Clozapine-induced gastrointestinal hypomotility (CIGH), a condition associated with high levels of morbidity and mortality, is more prevalent than previously thought and receives insufficient regulatory and clinical attention, according to a study conducted in New Zealand.
CIGH is defined as “an acquired state of delayed transit through the gastrointestinal tract (ie, transit time >2 standard deviations [SD] above the mean).” The colloquial term is “slow gut,” which describes the drug’s pharmacologic impact on the enteric nervous system.
Susanna Every-Palmer of the Te Korowai Whariki Central Regional Forensic Service, Capital & Coast District Health Board in Newton, New Zealand, and Pete Ellis of the department of psychological medicine, University of Otago, Dunedin, New Zealand, analyzed data from all reports of serious CIGH submitted to the Australian Therapeutic Goods Administration and New Zealand Pharmacovigilance Centre between 1992 and 2013. They investigated whether clozapine drug safety information in Australia, New Zealand, the United States, and the United Kingdom was “adequate and consistent with pharmacoepidemiologic evidence.”
They also examined summary international adverse drug reaction (ADR) data on CIGH from by the World Health Organization (WHO) in the Uppsala Monitoring Center, the largest pharmacovigilance databank in the world, covering reports submitted from over 100 countries between 1968 and 2013. The researchers also analyzed official clozapine drug information provided for both prescribers and patients in the United States, United Kingdom, New Zealand, and Australia.
Their goal was “to identify all cases where clozapine was the putative causal agent in serious gastrointestinal hypomotility events.”
During the study period, a total of 43,132 individuals started treatment with clozapine. Of these, 160 (37/10,000) were reported as having serious gastrointestinal hypomotility, with clozapine as the suspected cause.

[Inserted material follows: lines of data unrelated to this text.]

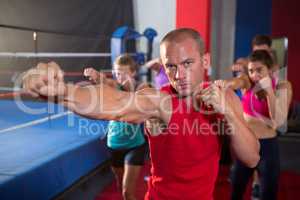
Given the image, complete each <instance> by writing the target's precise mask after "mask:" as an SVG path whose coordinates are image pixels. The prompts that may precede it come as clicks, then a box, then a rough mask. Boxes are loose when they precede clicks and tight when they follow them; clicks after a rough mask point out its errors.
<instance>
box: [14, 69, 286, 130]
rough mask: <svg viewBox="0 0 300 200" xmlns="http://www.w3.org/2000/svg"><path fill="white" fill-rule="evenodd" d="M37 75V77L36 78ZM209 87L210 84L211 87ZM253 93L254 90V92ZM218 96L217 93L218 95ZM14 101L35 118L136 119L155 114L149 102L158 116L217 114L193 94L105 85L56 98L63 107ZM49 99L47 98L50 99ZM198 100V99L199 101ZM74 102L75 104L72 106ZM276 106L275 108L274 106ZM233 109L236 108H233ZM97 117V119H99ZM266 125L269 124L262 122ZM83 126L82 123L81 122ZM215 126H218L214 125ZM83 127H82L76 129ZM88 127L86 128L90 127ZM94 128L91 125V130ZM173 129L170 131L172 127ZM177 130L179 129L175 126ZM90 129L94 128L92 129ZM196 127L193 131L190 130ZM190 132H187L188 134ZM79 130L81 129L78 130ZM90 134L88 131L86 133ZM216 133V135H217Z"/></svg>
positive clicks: (193, 122) (61, 88) (77, 89)
mask: <svg viewBox="0 0 300 200" xmlns="http://www.w3.org/2000/svg"><path fill="white" fill-rule="evenodd" d="M37 75H40V74H37ZM47 76H48V78H49V79H50V78H51V77H49V76H51V73H48V74H47ZM22 83H23V76H19V77H18V78H16V80H15V88H20V86H21V85H22ZM211 85H212V84H211ZM64 86H65V85H62V84H58V85H57V88H55V87H54V88H53V89H54V90H57V91H61V90H62V88H59V87H64ZM227 89H228V88H223V89H222V91H223V93H221V94H220V95H219V96H220V99H219V109H218V110H221V112H222V114H226V112H227V111H228V109H227V108H226V107H227V106H228V105H229V104H226V101H229V100H228V99H226V98H225V92H224V91H226V90H227ZM255 89H256V88H255ZM79 90H80V92H82V93H84V96H85V102H76V101H77V99H76V98H77V97H76V95H77V94H78V92H79ZM219 92H220V91H219ZM287 92H288V91H287V90H286V89H278V90H277V91H276V93H280V94H281V96H282V97H283V98H282V101H284V102H287ZM14 98H15V100H16V104H17V106H18V108H19V109H20V110H22V111H23V112H25V113H27V114H32V115H38V114H45V113H47V114H54V113H56V112H58V113H59V112H64V111H66V107H67V108H69V109H71V110H73V111H75V112H77V113H80V115H82V116H86V117H92V118H101V116H103V118H105V116H116V118H117V117H119V118H122V119H125V120H126V116H127V115H129V114H131V112H136V113H139V114H140V115H143V114H145V115H147V116H151V115H155V114H156V113H157V110H158V108H157V104H156V105H155V106H153V105H154V103H153V102H158V104H159V105H158V107H159V110H160V112H161V113H166V114H172V113H174V112H176V113H181V114H184V115H186V114H191V113H192V112H195V110H197V111H198V112H200V113H202V114H203V115H206V116H207V115H214V114H216V113H218V112H219V111H217V110H216V109H214V108H213V106H209V105H205V106H203V101H199V98H197V94H193V95H191V96H189V97H187V98H182V97H179V96H177V95H175V94H174V95H173V96H171V95H166V94H164V93H162V92H159V91H155V90H152V91H151V92H146V91H144V90H141V91H136V92H127V93H125V92H121V93H120V92H118V91H117V90H114V89H112V88H111V87H108V86H106V85H105V84H101V83H100V84H99V85H90V86H85V87H80V86H77V87H74V89H73V90H72V91H69V92H68V94H66V96H64V97H61V98H60V97H59V98H58V99H67V101H64V102H63V106H56V105H55V103H48V104H47V107H36V106H34V107H32V106H31V105H29V104H27V103H25V102H24V101H23V99H22V98H21V97H20V96H18V95H16V96H14ZM174 98H176V99H177V103H176V104H174ZM50 99H51V98H50ZM200 99H201V98H200ZM74 102H76V103H74ZM249 103H250V107H251V109H252V110H253V112H254V113H258V114H259V110H257V111H256V109H257V108H256V107H255V106H254V105H255V103H254V102H252V101H250V102H249ZM276 105H277V104H276ZM234 106H237V107H238V105H234ZM208 107H210V109H207V108H208ZM220 108H221V109H220ZM281 111H282V110H281V109H279V107H275V116H280V114H281ZM99 116H100V117H99ZM265 121H266V123H271V122H268V121H267V120H265ZM74 123H75V121H74V115H68V126H74ZM81 123H83V121H82V122H81ZM217 124H219V123H217ZM217 124H213V126H214V127H219V125H217ZM181 125H184V126H185V129H183V130H184V131H183V133H184V134H186V135H188V134H189V133H192V132H194V129H195V130H201V131H200V132H199V133H201V134H203V133H205V132H210V131H207V130H208V129H209V128H210V127H211V125H210V126H208V124H206V123H204V124H203V123H200V122H199V123H198V122H195V123H194V122H193V123H192V125H190V124H186V125H185V124H184V123H181ZM80 126H81V127H84V126H83V124H81V125H80ZM90 126H91V125H89V126H87V127H90ZM93 126H95V127H96V125H92V127H93ZM173 126H174V127H173ZM178 126H179V125H178ZM95 127H94V128H95ZM194 127H197V128H194ZM169 128H171V130H170V131H169V132H170V133H172V130H173V129H174V130H178V129H180V128H179V127H177V125H176V124H174V125H173V124H171V125H170V126H169ZM190 129H191V130H190ZM82 130H83V129H82ZM90 131H91V132H93V131H92V130H90ZM175 132H176V131H175ZM217 132H218V131H217ZM229 134H230V133H229Z"/></svg>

Of the 160 patients with CIGH, 106 (66.3%) were male and 51 (31.95) were female. The age range was 17 to 76, with a mean of 46±13.4 (SD). In 135 patients (84%), clozapine dose was documented (M = 439±221 [SD], range = 25 1000 mg/day).

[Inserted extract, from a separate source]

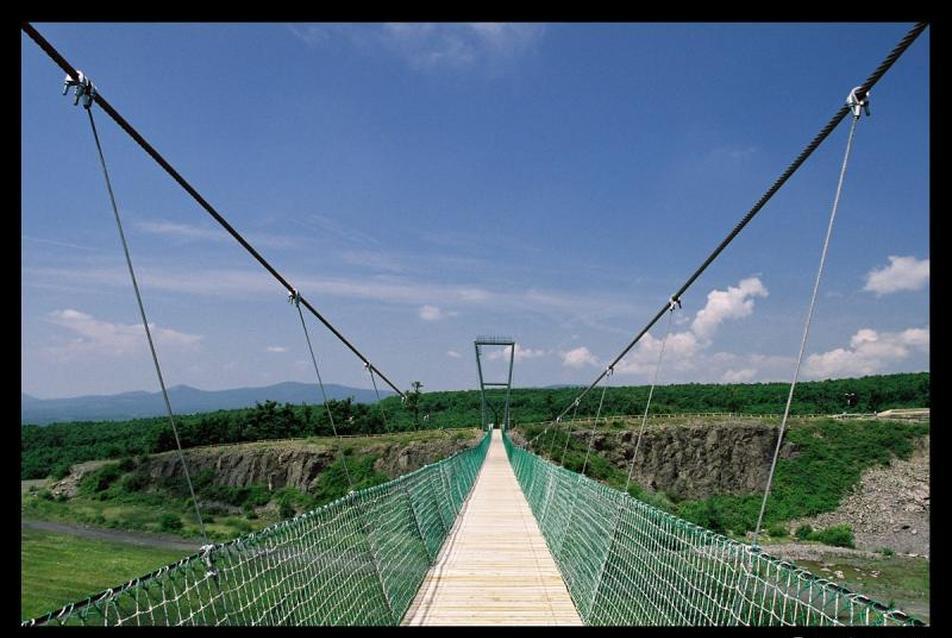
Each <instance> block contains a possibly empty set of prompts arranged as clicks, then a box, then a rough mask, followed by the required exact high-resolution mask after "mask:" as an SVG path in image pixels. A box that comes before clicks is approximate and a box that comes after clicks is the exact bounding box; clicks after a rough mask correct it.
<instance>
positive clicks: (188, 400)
mask: <svg viewBox="0 0 952 638" xmlns="http://www.w3.org/2000/svg"><path fill="white" fill-rule="evenodd" d="M324 388H325V389H326V390H327V397H328V398H329V399H345V398H347V397H353V398H354V402H355V403H373V402H375V401H376V400H377V397H376V395H375V394H374V391H373V390H364V389H361V388H351V387H348V386H343V385H334V384H325V386H324ZM392 394H393V392H384V391H383V390H381V391H380V396H381V398H385V397H388V396H390V395H392ZM269 399H270V400H272V401H277V402H278V403H321V395H320V390H319V389H318V387H317V386H316V385H315V384H313V383H310V384H309V383H297V382H294V381H287V382H285V383H278V384H276V385H269V386H266V387H263V388H235V389H233V390H199V389H198V388H192V387H190V386H187V385H177V386H175V387H173V388H169V401H171V403H172V409H173V410H175V413H176V414H192V413H195V412H211V411H214V410H231V409H235V408H248V407H253V406H254V404H255V402H261V403H263V402H265V401H267V400H269ZM164 414H165V402H164V401H163V400H162V393H161V392H143V391H138V392H123V393H122V394H111V395H94V396H83V397H69V398H66V399H37V398H36V397H32V396H30V395H29V394H23V393H21V394H20V423H22V424H26V423H35V424H37V425H47V424H49V423H57V422H63V421H122V420H125V419H136V418H142V417H151V416H162V415H164Z"/></svg>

Clozapine serum levels were generally not included in the ADR reports, but available data showed that 37% of CIGH cases occurred within the first year of treatment. Constipation and intestinal obstruction were the most commonly reported events, accounting for 47.3% and 41.2% of non-fatal cases, respectively, and 27.6% and 27.6% of fatal cases, respectively.
The researchers note that a “common theme” was the late presentation of the patient to medical services, after significant pathology had already evolved. And, although on autopsy many patients were reported as having massive fecal impaction, prior complaints of constipation were not typically recorded.
According to subgroup analysis, patients with fatal outcomes ranged in age from 22 to 70 (mean age 50) and had significantly longer duration of treatment with clozapine than the rest of the group. For every 2 years on clozapine, the odds ratio (OR) of a fatal outcome increased by 1.21 (95% CI, 1.02-1.44).